Keeping tabs on all the high-quality visual art that crops up around town can be tough on a guy, especially on a weekly schedule. There are well over 100 commercial galleries in town, two city galleries, and an array of alternative spaces; in recent months, shows have been held in a record store (52.5), pubs and restaurants (the Village Tavern, Vickery’s, Med Deli), and a hotel (the Market Pavilion).
As if that weren’t enough, some new contemporary galleries have opened this year: Danny McSweeney’s Spark Studios and Kristy Cifuentes’ Avondale-based Modernisme have both survived long enough to build up strong followings and a roster of talented progressive artists.
There’s also lots of worthy work beyond Charleston, including the outdoor sculpture exhibitions in North Chuck’s Riverfront Park and a good mix of public and fine art projects at 10 Storehouse Row. The Sumter County Gallery of Art has been hosting some increasingly strong shows that are begging for a mention. Right now Arturo Lindsay’s solo show Healing is up there, gracing the gallery’s walls with large-scale contemporary mixed-media pieces that reflect the African diaspora. The Columbia Museum of Art is proudly displaying Picasso’s Head of Man painting and is hosting a traveling Frank Lloyd Wright show dedicated to his graphic and decorative designs.
In other words, there’s a lot of good stuff to see out there — more than we can hope to squeeze into the CP. But we do try to cover all the major art happenings in Chucktown, and warn you about the stinkers, as well. This year has seen more than its fair share of those.
2006 started well with two rich, enthralling shows. The Halsey Institute of Contemporary Art exhibited powerful, politically resonant photographs by Simon Norfolk, while the Gibbes Museum of Art tapped into local fondness for another photographer, Walker Evans, with the traveling Three Weeks in Cuba exhibition. The black and white images that Evans captured while visiting Cuba with Ernest Hemingway were enhanced by some of the writer’s personal ephemera, screenings of A Farewell to Arms, and one or two interactive elements. The show was even more impressive considering that the Gibbes had no executive director at the time (Betsy Fleming had departed the previous September), and her eventual replacement Todd Smith recognized the museum’s savvy staff by keeping them on and giving them clearly defined positions.
The quality of these shows set a high standard for rest of ’06. Disappointingly, that standard wasn’t always met. Redux Contemporary Art Center, also without a director at the top of the year, took a while to present a memorable show. Perhaps the sheer number of events it tried to organize — live music, documentary screenings, and 12 shows in as many months — meant that quantity would outweigh the quality.
Re:Invention, an attempt in January to get back to its roots with art by the Center’s studio renters, was coherent but tame. Another low-key offering, NATURE:Redrawn, also lacked any serious impact. Renee Van der Stalt, Talia Greene, and Christine Buckton Tillman did clever things with paper but failed to capture the true thrall and intricacy of their natural inspirations. With Seth Curcio now officially at the helm, Redux is picking up steam, offering more effective shows like the hand-printed Hot Pressed Poster Fest.

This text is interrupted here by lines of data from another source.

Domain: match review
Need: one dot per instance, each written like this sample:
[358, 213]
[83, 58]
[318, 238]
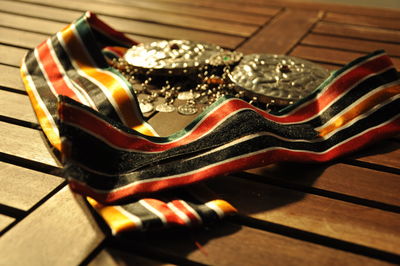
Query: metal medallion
[165, 108]
[188, 95]
[187, 109]
[277, 79]
[146, 107]
[171, 57]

We can’t say the same for the City Gallery at the Dock Street Theatre, which has suffered from its limited wall space and a mostly uninspiring choice of art. We haven’t heard anything from Calvin Dilligard’s Culture Shock Movement since its overhyped, immaturely wrought Fusion of the Arts back in March. We also believed the billboard-heightened hype for the Gibbes’ Edward Hopper in Charleston, but there was only so much the museum could do with 12 watercolors. With a little more space and more emphasis on the important work of his wife, Josephine Nivison Hopper, this could have been the “landmark show” the Gibbes’ ad campaign promised.
The Halsey Institute hasn’t always come up trumps. Gallery space was devoted to some mostly unimaginative CofC student work in April’s annual Young Contemporaries. We were left with the impression that Director and Senior Curator Mark Sloan was so busy organizing the spectacular multigallery, multiartist Force of Nature and preparing for a 2008 relocation that the Halsey was left to coast a little, but that’s only because of the high benchmark he’s set for the gallery in past years.
It’s been the privately owned local galleries that have put together some of the year’s most memorable shows. Currie McCullough risked 53 Cannon’s fine-art reputation on contemporary paintings (a Kevin Taylor retrospective), photography (Through a Glass Darkly), and
even vinyl (May’s Munny Show). Nina Liu presented work by many of her favorite artists from her gallery’s 20-year existence; currently she’s featuring the paper lightshades of Smithsonian-bound Jocelyn Châteauvert, who tastefully blurs the line between art and functionality. And Sherry Browne’s Studio Open is always worth the trek to Folly Beach. Sonoko Mitsui’s installation there had as much aesthetic impact as any of the Force of Nature components, covering a similar theme of the artist’s personal relationship with the environment.
With their directors finally in place, Charleston’s art institutions can learn a lot from the hard-working, underappreciated gallery owners who have kept things ticking between major happenings.